Most days in March, pairs of young men mounted Honda 125 motorbikes to ride out of a mud-walled compound in the town of Muslimbagh, in Pakistan’s province of Baluchistan. Turbans wrapped around their faces to ward off the dust, they headed for the Afghan border, 50 miles away. These young men, recruits from the marginalized Pashtun communities of the borderlands, were riding off to be fighters for the Taliban. Most of their peers who have not taken up arms toil as casual laborers for the meagerest of pay. By joining a dilgai, or Taliban armed group, the young Pashtun men are entitled to a set of clothes and a pair of training shoes, a share of a motorcycle and a modicum of respect. In twos and threes, these motorcycles have been setting off from Muslimbagh and other muster points along the Afghan-Pakistani border in recent weeks, in the Taliban’s latest spring military mobilization, as melting snow opens another fighting season in the mountains.
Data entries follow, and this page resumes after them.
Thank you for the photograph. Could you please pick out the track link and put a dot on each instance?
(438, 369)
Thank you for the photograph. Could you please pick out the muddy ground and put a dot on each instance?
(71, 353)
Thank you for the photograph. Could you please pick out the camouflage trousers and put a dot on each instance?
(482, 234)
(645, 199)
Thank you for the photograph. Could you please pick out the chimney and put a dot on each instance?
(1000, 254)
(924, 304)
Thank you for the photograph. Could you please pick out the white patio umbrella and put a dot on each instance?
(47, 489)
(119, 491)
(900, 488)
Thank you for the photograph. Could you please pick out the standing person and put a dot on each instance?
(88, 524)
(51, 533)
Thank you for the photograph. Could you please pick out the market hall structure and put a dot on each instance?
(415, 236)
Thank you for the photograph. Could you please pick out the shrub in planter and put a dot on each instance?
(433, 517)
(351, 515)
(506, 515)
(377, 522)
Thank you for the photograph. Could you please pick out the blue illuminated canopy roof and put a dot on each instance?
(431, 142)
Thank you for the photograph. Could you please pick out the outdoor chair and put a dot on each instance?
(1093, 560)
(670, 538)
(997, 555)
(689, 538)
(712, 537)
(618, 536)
With young men like this, the Taliban believe they can field a force of 65,000 militants to continue their long, bitter fight against the central government in Kabul. That recruitment drive is a far cry from much of the coverage of the Afghan conflict during the first quarter of 2015, which focused on prospects of a negotiated end to the war. Afghan and Pakistani officials hoped that Taliban diplomats in Qatar would come to the negotiating table. However, those hopes ignore how far removed Taliban diplomats in Doha are from the reality of these fighters on their motorbikes. Despite reports of peace talks, rather than send its diplomats to negotiate, the Taliban leadership sent its fighters back into battle. To understand why the Taliban leadership chose that path and how it sustains its war effort, it is better to focus on fighters like those recruits on their motorbikes than on diplomats abroad, since those young men remain essential to the Taliban’s ability and willingness to fight despite the pressure to talk.
Recent speculation about peace negotiations was driven by a bold strategic initiative that Afghan President Ashraf Ghani launched in late 2014. In a gambit, Ghani offered rapprochement with Pakistan, hoping that Pakistan’s security establishment would push the Taliban to negotiate. But the warming of ties between Kabul and Islamabad did not generate negotiations in time to pre-empt the Taliban’s annual spring offensive. Indeed, no meaningful political process or questioning of military strategy took place within the Taliban, despite the high hopes offered by Ghani. Instead, the Taliban leadership has been focused on sustaining its military campaign.